The brainchild of horror legend Mick Garris, the show’s title is no hyperbole. ‘Masters of Horror’ brought together the best horror talent Hollywood (and beyond) had to offer. Episodes directed by undisputed genre luminaries such as John Carpenter, Tobe Hooper, Dario Argento and Stuart Gordon were like hour long movies brought to your TV screen. High production values, A-List talent and a free reign to do whatever they pleased resulted in some truly unforgettable work from a group of horror legends let off their leash. These are stories that have stayed with me in the fifteen years since many initially aired and, in this series, I’ll be revisiting all twenty-six episodes, one at a time, to shine a light on a fondly remembered and undeniably influential moment in horror TV history.
Join me as I take a look back at;



  REVISITING THE ‘MASTERS OF HORROR’:  JENIFER

Directed by: Dario Argento
Starring: Steven Weber, Carrie Anne Fleming, Brenda James, Harris Allen
Original Air Date: 18 November 2005
Synopsis: When a police officer saves the life of a young woman who is deformed from the neck up, his life is turned upside down when she begins to kill and devour all those who get to close.
Anyone with even a passing familiarity with Masters of Horror is likely to cite this episode as one of the standouts of the shows two-year run. Directed by Italian giallo auteur Dario Argento, Jenifer boasts some truly unforgettable scenes and imagery which have stuck with me vividly since I first watched it in 2005 and of all the 26 episodes that form my rewatch, this was perhaps the one I was most excited to revisit.

Things start off deceptively low-key when we meet police officer Frank (Steven Weber, who also wrote the episode) eating lunch in his car with his partner, and generally having a relaxing afternoon on the job. When nature calls at the most opportune moment and he stumbles upon a scene with a man wielding a meat cleaver about to attack a young woman, he shoots and kills the assailant, saving the girl. When he gets up close to console her, we get a teasing glimpse of her face, with pitch black eyes and malformed jaw, and wonder just what poor Frank has gotten himself into.
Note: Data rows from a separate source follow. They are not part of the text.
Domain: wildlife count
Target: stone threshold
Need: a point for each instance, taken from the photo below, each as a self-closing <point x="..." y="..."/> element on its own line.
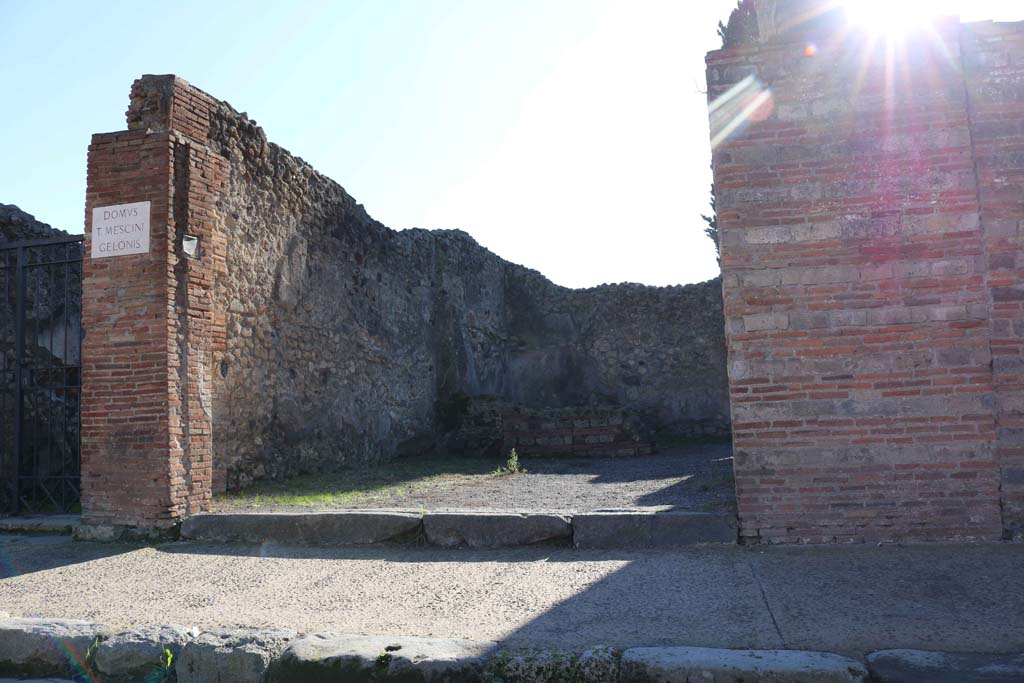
<point x="480" y="529"/>
<point x="62" y="649"/>
<point x="40" y="524"/>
So we meet Jenifer (played by Carrie Anne Fleming). Her performance throughout the episode is a brave one, as Jenifer is played as part animal, part human throughout and it’s a demanding role that’s pivotal to how effectively the concept as a whole works on screen. Fleming pulls it off big time and Jenifer comes across as either sympathetic, or horrifying, depending on what the script demands. Kudos also goes to Weber, who is great in this episode and fully commits himself to the madness.

Frank finds himself becoming infatuated with Jenifer (for reasons which are hinted at but, wisely, never overtly explained) and brings her back to his house to stay until she gets back on her feet, much to the chagrin of his wife Ruby (Brenda James) and delight of his rebellious son (Harris Allen).
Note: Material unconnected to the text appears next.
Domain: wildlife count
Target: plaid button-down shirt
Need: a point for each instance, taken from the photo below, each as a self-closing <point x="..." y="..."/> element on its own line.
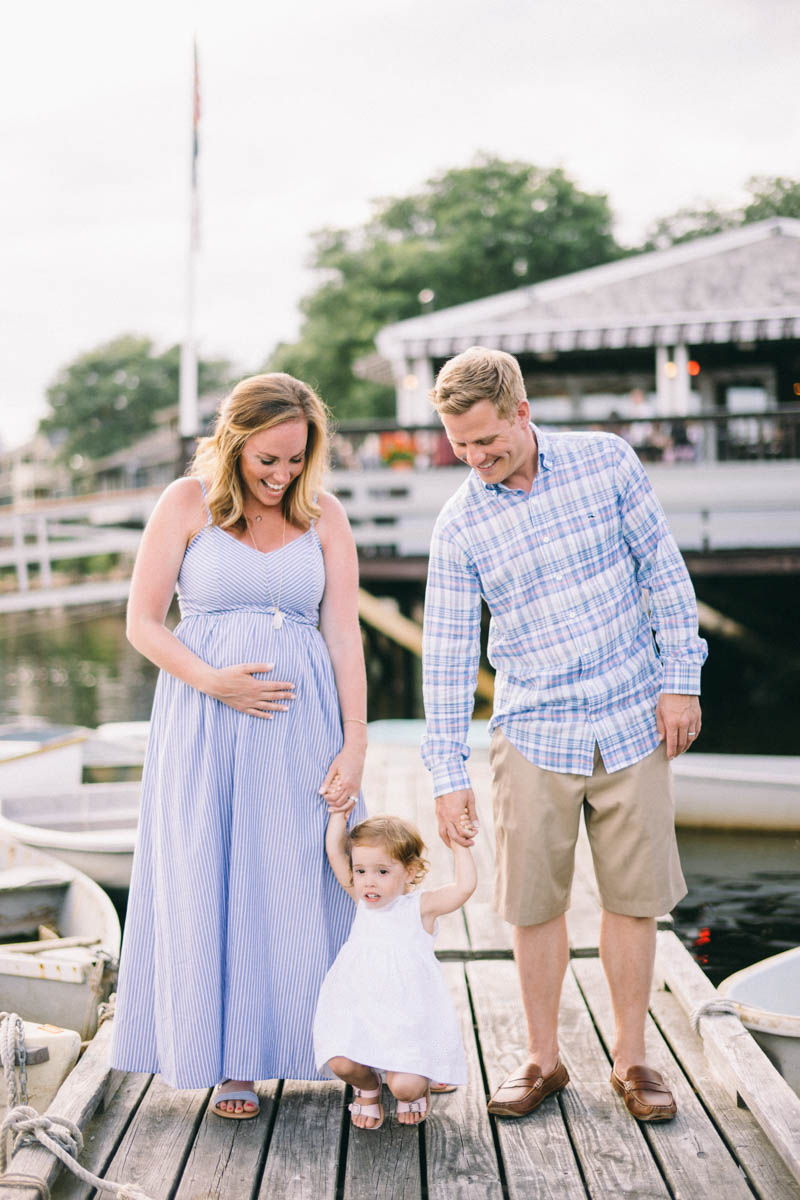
<point x="578" y="574"/>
After Jenifer attacks his wife and eats his cat(!) she finds herself no longer welcome at the house, but Frank is not willing to give up on her and when given an ultimatum by Ruby; her or Jenifer, he chooses Jenifer.
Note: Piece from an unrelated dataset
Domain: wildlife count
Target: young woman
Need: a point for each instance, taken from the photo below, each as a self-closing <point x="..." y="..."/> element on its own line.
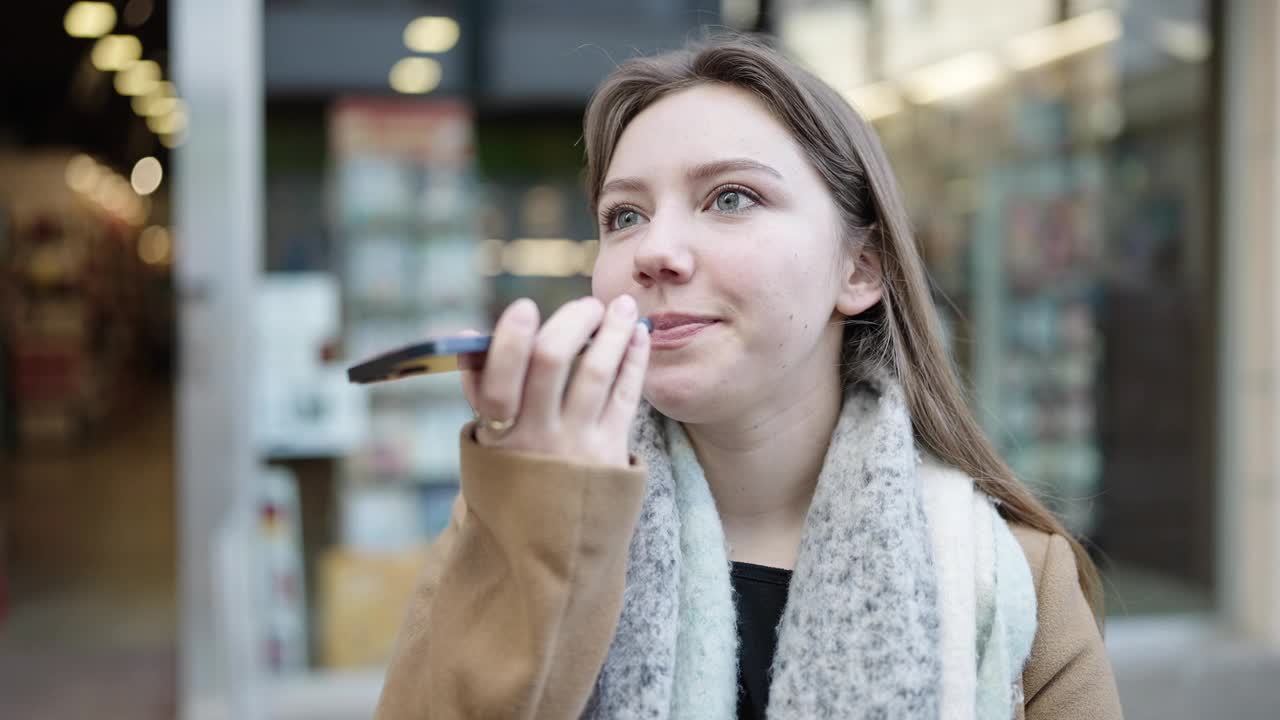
<point x="777" y="504"/>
At this stage the episode has succeeded in two big ways. It is incredibly tense, and it’s pretty damn scary. Jenifer is shown to be manipulative and we are already wondering what it is she wants from this relationship with Frank and what she’s willing to do to get it. The practical effects in this episode are absolutely stellar and Jenifer is equal parts disturbing and all too human, making the transitions between vulnerable and bloodthirsty both believable and unpredictable.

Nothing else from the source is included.